About 12,400 people packed Delta Center for a welcome event that night. The players introduced themselves, and when Crouse got the microphone, he helped lay the foundation for Friday, yelling, “Let’s make some more noise!”

“For us as players,” he said then, “we’re so honored and so happy to be a part of this process and really looking forward to the future and obviously building something special here and making history.”

Crouse has played almost every game for Utah since, 81 each of the past two regular seasons. He has watched the team identity evolve from the Utah Hockey Club to the Utah Mammoth, moved from the temporary practice facility to the palatial permanent one, and seen the excitement grow in the community.

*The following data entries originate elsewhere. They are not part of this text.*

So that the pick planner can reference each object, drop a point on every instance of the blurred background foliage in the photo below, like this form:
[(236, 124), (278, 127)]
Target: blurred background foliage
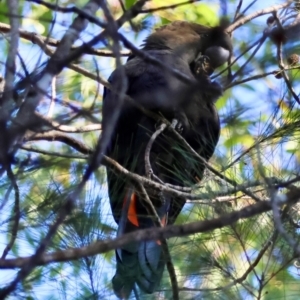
[(260, 137)]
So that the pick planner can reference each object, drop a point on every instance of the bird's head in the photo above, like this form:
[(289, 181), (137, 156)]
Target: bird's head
[(192, 40)]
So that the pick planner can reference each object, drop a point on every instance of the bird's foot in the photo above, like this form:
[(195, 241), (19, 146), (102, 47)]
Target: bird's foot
[(202, 66)]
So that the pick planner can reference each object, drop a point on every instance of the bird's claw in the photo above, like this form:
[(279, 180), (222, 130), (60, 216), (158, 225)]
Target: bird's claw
[(202, 66)]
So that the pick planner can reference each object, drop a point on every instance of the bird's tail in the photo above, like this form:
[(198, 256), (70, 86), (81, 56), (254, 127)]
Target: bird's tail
[(138, 263)]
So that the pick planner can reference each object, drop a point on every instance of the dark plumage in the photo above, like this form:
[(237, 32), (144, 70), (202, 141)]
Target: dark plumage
[(189, 48)]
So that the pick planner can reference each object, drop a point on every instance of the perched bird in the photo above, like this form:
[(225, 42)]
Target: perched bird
[(195, 51)]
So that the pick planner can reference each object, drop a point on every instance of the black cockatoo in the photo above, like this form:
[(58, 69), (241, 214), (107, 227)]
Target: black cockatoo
[(195, 50)]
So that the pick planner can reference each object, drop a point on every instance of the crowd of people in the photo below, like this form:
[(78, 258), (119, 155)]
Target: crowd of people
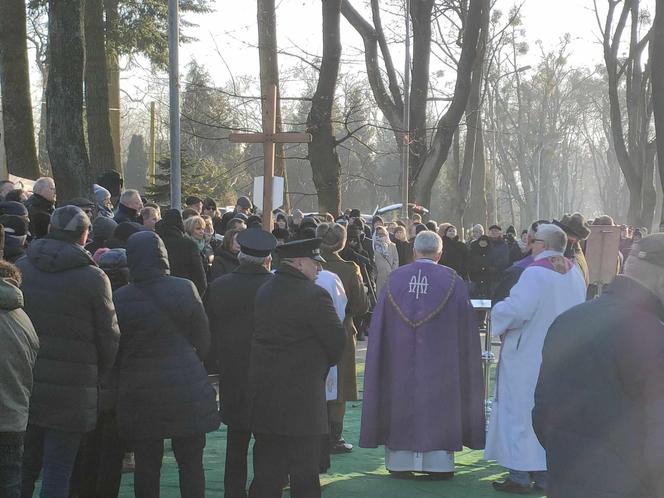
[(114, 314)]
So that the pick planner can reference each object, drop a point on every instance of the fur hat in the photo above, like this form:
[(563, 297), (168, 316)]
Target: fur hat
[(333, 236), (574, 224)]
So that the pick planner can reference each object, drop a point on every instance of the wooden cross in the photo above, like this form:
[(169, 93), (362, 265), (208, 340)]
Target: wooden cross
[(269, 138)]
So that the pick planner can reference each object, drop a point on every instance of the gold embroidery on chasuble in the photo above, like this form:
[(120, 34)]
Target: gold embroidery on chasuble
[(431, 315)]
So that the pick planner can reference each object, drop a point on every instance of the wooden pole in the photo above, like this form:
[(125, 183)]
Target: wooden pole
[(152, 167), (269, 128)]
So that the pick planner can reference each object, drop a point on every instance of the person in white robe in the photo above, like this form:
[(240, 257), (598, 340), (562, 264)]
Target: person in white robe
[(551, 285), (335, 288)]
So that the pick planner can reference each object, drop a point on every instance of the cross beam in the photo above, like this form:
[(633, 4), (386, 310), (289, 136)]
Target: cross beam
[(269, 137)]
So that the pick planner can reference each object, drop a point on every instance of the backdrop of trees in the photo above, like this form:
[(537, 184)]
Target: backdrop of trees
[(492, 134)]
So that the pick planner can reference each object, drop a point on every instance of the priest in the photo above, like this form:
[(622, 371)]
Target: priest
[(423, 386), (551, 285)]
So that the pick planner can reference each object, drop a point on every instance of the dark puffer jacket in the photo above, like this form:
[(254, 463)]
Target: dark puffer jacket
[(599, 402), (164, 390), (69, 302), (224, 263), (183, 255)]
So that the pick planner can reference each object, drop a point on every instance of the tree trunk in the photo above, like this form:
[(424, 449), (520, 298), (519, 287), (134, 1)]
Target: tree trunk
[(19, 131), (658, 85), (269, 75), (428, 170), (323, 157), (64, 101), (100, 141), (454, 171), (420, 12), (477, 209), (473, 125), (113, 67)]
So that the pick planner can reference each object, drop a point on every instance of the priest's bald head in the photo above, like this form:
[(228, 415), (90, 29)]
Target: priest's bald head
[(428, 245)]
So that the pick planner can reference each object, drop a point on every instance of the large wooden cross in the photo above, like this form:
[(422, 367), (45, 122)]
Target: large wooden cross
[(269, 138)]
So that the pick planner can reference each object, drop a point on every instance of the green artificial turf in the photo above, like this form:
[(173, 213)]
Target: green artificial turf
[(358, 474)]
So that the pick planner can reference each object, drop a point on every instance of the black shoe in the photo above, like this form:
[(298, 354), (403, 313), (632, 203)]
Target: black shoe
[(439, 476), (509, 486), (539, 489), (340, 447), (401, 474)]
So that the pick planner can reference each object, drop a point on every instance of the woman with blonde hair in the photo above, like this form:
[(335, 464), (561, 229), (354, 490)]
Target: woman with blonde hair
[(385, 255), (194, 228)]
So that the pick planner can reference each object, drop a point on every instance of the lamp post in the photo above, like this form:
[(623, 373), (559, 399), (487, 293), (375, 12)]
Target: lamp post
[(494, 188), (405, 156), (174, 102)]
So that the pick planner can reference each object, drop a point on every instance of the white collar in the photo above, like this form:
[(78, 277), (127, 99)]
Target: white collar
[(547, 254)]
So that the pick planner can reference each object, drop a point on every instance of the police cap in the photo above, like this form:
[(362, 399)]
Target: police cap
[(256, 242), (308, 248)]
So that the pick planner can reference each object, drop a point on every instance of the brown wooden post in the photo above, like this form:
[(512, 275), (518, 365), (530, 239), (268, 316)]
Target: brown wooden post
[(269, 137)]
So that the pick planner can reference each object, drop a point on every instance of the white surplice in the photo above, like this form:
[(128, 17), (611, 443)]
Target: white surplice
[(523, 319), (335, 288)]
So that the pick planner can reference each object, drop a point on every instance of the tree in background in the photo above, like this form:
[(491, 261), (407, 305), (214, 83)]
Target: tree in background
[(322, 149), (199, 177), (64, 100), (100, 140), (136, 167), (19, 132)]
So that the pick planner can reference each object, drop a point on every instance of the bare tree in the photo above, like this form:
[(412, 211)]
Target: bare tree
[(322, 149), (102, 152), (19, 132), (427, 154), (631, 144), (64, 100), (269, 75), (658, 84)]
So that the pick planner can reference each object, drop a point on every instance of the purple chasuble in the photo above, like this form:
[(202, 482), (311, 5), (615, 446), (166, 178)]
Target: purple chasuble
[(423, 383)]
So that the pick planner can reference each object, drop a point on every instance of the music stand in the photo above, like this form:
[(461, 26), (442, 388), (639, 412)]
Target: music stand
[(487, 354), (602, 253)]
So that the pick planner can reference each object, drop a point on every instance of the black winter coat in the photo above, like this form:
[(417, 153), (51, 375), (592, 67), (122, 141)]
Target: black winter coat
[(499, 256), (298, 337), (229, 303), (405, 251), (455, 255), (184, 257), (223, 263), (69, 302), (164, 389), (480, 271), (599, 402)]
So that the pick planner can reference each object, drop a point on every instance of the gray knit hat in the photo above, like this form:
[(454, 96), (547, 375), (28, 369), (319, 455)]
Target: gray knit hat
[(102, 227), (70, 219), (333, 236)]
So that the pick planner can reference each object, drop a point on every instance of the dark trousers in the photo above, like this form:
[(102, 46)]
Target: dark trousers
[(148, 454), (235, 475), (11, 455), (99, 462), (54, 452), (276, 456)]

He tied his NHL career high with 24 goals this season, and with 20 assists and 44 points, he was one short of his NHL career high in each of those categories. He’s tied for the team lead in goals (two) and points (three) in this series.

But coach Andre Tourigny said his impact on the team is “way above just the production.”

“He’s a good player, but he’s a hell of a man,” Tourigny said.

Tourigny said Crouse gave the Mammoth “100 percent of his soul” Friday -- focused, committed, all in.

VGK@UTA, Gm 3: Crouse extends lead with his second of the period

“There’s nothing I can ask him that will be too small or too big of a detail for him,” Tourigny said. “… If I tell him to open the door tomorrow, he will open the door. That’s no problem. Pass the water? He will pass the water. There’s no ego in that sense. He will do whatever the team needs to win and whatever he needs to do to be better.”

Clayton Keller is Utah’s captain. But Crouse is an alternate, and although he has little playoff experience, he has brought a veteran presence in stressful situations.

“I’ve got a boatload of things to say about ‘Crousey,’” Weegar said. “He’s a great leader. He kind of brings it all. He’s a guy that you look to down the bench when the game’s tight to calm everybody down.”

In the postgame press conference Friday, a reporter pointed out how the stakes are higher in the playoffs and you play the same team night after night. He asked about the difference in intensity compared to the regular season.

Crouse gave an interesting answer.

This is new to Utah, new to Crouse and new to many of his teammates. At the same time, Crouse knows what to do and what to say.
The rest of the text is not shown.